No other SAML IdP software is known to support entity attributes at this time.

If an IdP restricts attribute release to some subset of R&S SPs, can that IdP declare support for R&S?

The short answer is no. An IdP must release attributes to all R&S SPs before it can assert the REFEDS R&S entity attribute in metadata.

Consider, for example, an IdP that releases the minimal subset of the R&S attribute bundle to any SP that is a member of both the Code of Conduct category and the Research & Scholarship category. That IdP is not eligible to receive the REFEDS R&S entity attribute in its metadata.

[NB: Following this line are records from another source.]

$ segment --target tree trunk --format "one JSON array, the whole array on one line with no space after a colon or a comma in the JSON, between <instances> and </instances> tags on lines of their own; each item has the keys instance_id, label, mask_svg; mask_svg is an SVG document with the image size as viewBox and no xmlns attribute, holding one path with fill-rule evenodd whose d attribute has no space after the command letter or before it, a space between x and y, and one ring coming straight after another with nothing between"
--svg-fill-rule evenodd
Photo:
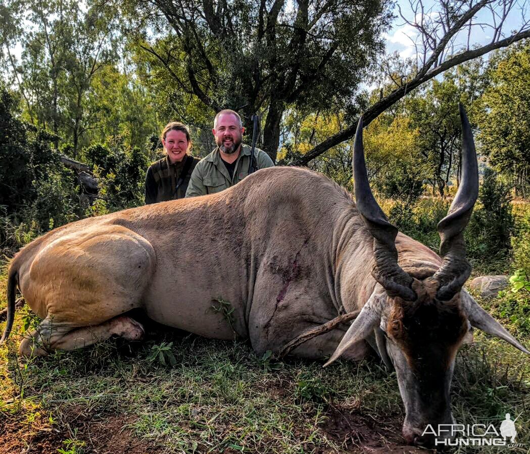
<instances>
[{"instance_id":1,"label":"tree trunk","mask_svg":"<svg viewBox=\"0 0 530 454\"><path fill-rule=\"evenodd\" d=\"M269 106L263 129L263 151L270 156L273 162L276 162L278 147L280 145L280 122L284 110L283 102L272 100Z\"/></svg>"}]
</instances>

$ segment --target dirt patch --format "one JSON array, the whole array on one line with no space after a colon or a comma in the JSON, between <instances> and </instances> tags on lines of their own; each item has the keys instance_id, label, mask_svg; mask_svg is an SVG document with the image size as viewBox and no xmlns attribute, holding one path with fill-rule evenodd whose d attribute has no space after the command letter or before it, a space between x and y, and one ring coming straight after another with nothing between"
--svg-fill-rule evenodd
<instances>
[{"instance_id":1,"label":"dirt patch","mask_svg":"<svg viewBox=\"0 0 530 454\"><path fill-rule=\"evenodd\" d=\"M136 417L130 415L94 416L80 407L73 407L61 418L66 426L28 430L19 421L3 425L0 430L0 454L57 454L68 450L63 442L75 438L84 442L84 452L90 454L155 454L157 447L139 438L128 424ZM75 436L72 434L75 434Z\"/></svg>"},{"instance_id":2,"label":"dirt patch","mask_svg":"<svg viewBox=\"0 0 530 454\"><path fill-rule=\"evenodd\" d=\"M330 406L322 426L328 437L348 452L359 454L426 454L435 451L405 444L400 416L375 419L358 410Z\"/></svg>"}]
</instances>

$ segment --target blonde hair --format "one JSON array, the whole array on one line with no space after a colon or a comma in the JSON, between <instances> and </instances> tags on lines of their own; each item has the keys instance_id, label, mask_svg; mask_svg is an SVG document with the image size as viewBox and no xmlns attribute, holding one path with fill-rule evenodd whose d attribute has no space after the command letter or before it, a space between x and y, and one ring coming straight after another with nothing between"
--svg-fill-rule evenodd
<instances>
[{"instance_id":1,"label":"blonde hair","mask_svg":"<svg viewBox=\"0 0 530 454\"><path fill-rule=\"evenodd\" d=\"M223 114L231 114L232 115L233 115L237 119L237 121L239 122L239 127L240 128L243 127L243 122L241 121L241 117L240 116L239 114L238 114L235 110L232 110L231 109L224 109L218 112L217 115L215 116L215 118L214 119L214 129L217 126L217 119Z\"/></svg>"},{"instance_id":2,"label":"blonde hair","mask_svg":"<svg viewBox=\"0 0 530 454\"><path fill-rule=\"evenodd\" d=\"M191 148L191 146L193 144L193 142L191 142L191 137L190 136L190 130L188 129L188 127L184 125L183 123L181 123L180 121L171 121L168 123L164 127L164 129L162 129L162 134L160 134L160 141L165 140L166 135L170 131L180 131L181 132L184 133L186 135L186 140L188 141L188 143L189 144L188 146L188 151L189 151L190 149Z\"/></svg>"}]
</instances>

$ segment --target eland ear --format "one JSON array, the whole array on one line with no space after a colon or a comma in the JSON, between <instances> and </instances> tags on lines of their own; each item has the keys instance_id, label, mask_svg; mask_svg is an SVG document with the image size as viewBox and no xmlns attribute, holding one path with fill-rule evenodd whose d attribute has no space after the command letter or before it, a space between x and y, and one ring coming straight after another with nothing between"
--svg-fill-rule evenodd
<instances>
[{"instance_id":1,"label":"eland ear","mask_svg":"<svg viewBox=\"0 0 530 454\"><path fill-rule=\"evenodd\" d=\"M339 346L324 367L329 366L338 359L354 344L367 337L377 326L381 319L382 303L386 300L386 295L375 290L366 302L357 318L348 328Z\"/></svg>"},{"instance_id":2,"label":"eland ear","mask_svg":"<svg viewBox=\"0 0 530 454\"><path fill-rule=\"evenodd\" d=\"M471 326L477 329L498 337L511 344L516 348L530 355L530 352L517 341L498 321L483 309L467 292L462 293L462 304Z\"/></svg>"}]
</instances>

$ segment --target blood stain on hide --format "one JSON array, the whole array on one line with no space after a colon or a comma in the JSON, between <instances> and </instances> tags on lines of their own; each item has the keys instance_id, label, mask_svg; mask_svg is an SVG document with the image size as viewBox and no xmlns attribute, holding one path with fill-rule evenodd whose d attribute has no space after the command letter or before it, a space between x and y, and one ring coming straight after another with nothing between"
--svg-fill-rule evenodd
<instances>
[{"instance_id":1,"label":"blood stain on hide","mask_svg":"<svg viewBox=\"0 0 530 454\"><path fill-rule=\"evenodd\" d=\"M284 298L285 298L285 295L287 293L287 290L289 290L289 286L290 285L291 281L296 276L296 272L298 270L298 254L299 252L296 254L295 260L293 262L293 266L291 268L290 272L287 274L287 276L284 278L284 286L281 287L280 293L278 294L278 296L276 297L277 304L284 300Z\"/></svg>"}]
</instances>

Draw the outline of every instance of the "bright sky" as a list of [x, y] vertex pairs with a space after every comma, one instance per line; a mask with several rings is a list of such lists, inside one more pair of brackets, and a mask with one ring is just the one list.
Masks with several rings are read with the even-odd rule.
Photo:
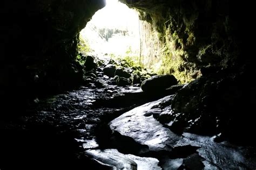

As another example, consider an IdP that releases the minimal subset of the R&S attribute bundle to any R&S SP in the InCommon Federation (but no other federation). That IdP may not receive the REFEDS R&S entity attribute in its metadata.

Finally, consider the following counterexample. Suppose an IdP releases the minimal subset of the R&S attribute bundle to any R&S SP provided the user is a non-student. That IdP may indeed receive the REFEDS R&S entity attribute in its metadata since it supports the R&S category "for some subset of the Identity Provider's user population," as required by the REFEDS R&S specification.

Are Service Providers allowed to request other attributes?

Service Providers should only request attributes that the service actually uses, so for example if email address is not required by the service it should not be requested. The specification does not explicitly prevent Service Providers from requesting attributes outside the R&S attribute bundle but strongly suggests that they do not ("Service Providers SHOULD request a subset of R&S Category Attributes", section 5 of the specification). R&S works best for both Identity Providers and Service Providers when the bundle is treated as the maximal set of attributes requested.

That said, if an SP requests an attribute outside the R&S attribute bundle, an IdP that supports R&S is by no means required to release it. See the previous question for details about attribute release.

What exactly is meant by a "production SAML deployment?"

The following REFEDS R&S requirement:

4.3.1 The Service Provider is a production SAML deployment that supports SAML V2.0 HTTP-POST binding.

may be interpreted as the following pair of requirements:

  • The Service Provider supports standard SAML V2.0 Web Browser SSO. In particular, the Service Provider has an endpoint in metadata that supports the SAML V2.0 HTTP-POST binding.

  • The Service Provider is a production deployment or one of a group of services that together comprise a production deployment.

The latter includes dev and/or staging instances of the overall Service Provider deployment.

What is the difference between R&S and the Code of Conduct?

The GÉANT Data Protection Code of Conduct is a process that allows Service Providers to commit to a series of declarations of support for data protection within the context of the EU Data Protection Directive.  Like R&S, it results in the application of an entity category tag and is intended to give greater confidence to IdPs when releasing data. 

  • The Code of Conduct is designed to help IdPs feel more comfortable with the SPs intentions to abide by existing data protection law and therefore have relationship with them, but does not define attribute release and does not work outside of Europe in its current form, although an international version is being explored.
  • R&S is designed to help IdPs that are struggling to define any sort of attribute release policies have an easier way of mitigating the risk and designing policies for a small subset of Service Providers that have been through some minimal vetting. It can be used by any federation globally.